GlaxoSmithKline (GSK) is actively seeking partnerships with entrepreneurs, academics, suppliers or other third parties to develop brands like Ribena, Horlicks and Lucozade as it builds an open innovation platform.
Speaking at a conference in Rugby, UK, GSK's director of innovation and external networks, Paul Isherwood, said manufacturers that failed to embrace the principles of open innovation would lose out in the innovation stakes.
More and more consumer goods firms had accepted that they did not have a monopoly on good ideas and were actively seeking out ideas and technologies from third parties in order to drive more radical innovation, he said.
Potential partners are invited to visit a new website at http://www.innovation.gsk.com to find out whether their technologies could meet GSK's needs.
The website launch follows an event GSK ran in September in which more than 70 academics, packaging companies, equipment firms, ingredients suppliers and other interested parties met to discuss how they might work with GSK, said Isherwood.
"Everyone signed confidentiality agreements and we went into more detail about our wants and whether they could help us meet them."

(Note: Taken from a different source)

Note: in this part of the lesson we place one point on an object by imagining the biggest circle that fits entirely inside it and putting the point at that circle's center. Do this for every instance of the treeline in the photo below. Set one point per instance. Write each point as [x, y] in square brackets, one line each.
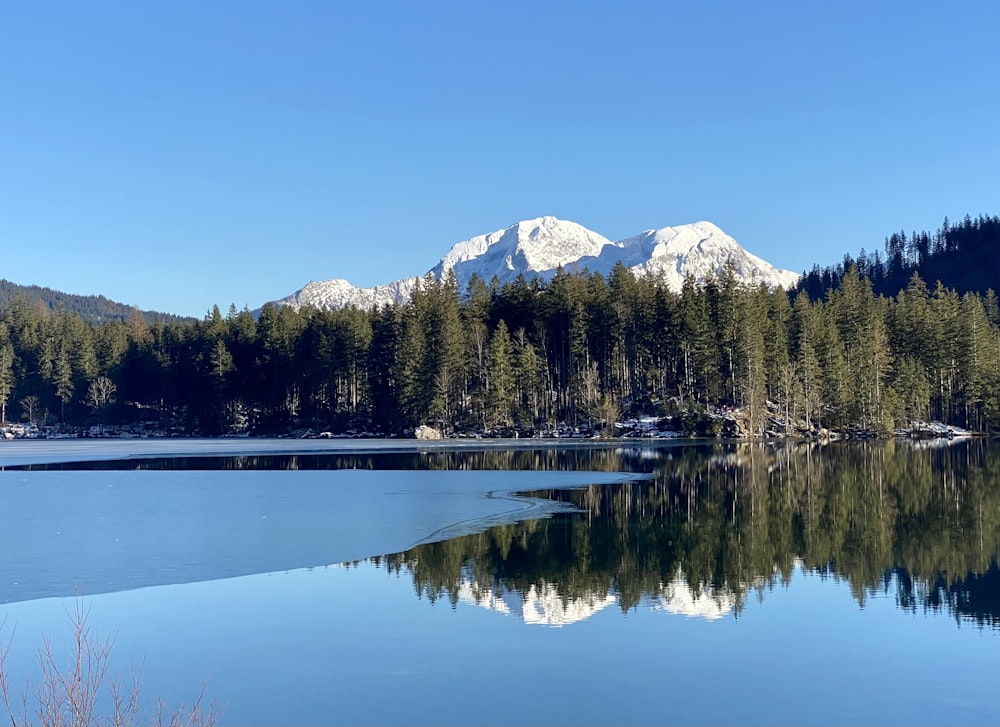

While incremental innovations such as new flavours for Lucozade were important, radical innovation that would take GSK's drinks brands into "completely new categories" was required, he said. "We might be in the food market in a few years, without giving anything away."
GSK is one of several manufacturers including Unilever, Procter & Gamble and General Mills that have dedicated considerable time and resources to developing an infrastructure to support open innovation.
Jeff Bellairs, open innovation director at General Mills, said: "We're looking for people with patented or patent-pending technologies or products that have already been commercialised, but where the companies don't have the resources or expertise to help them realise their potential."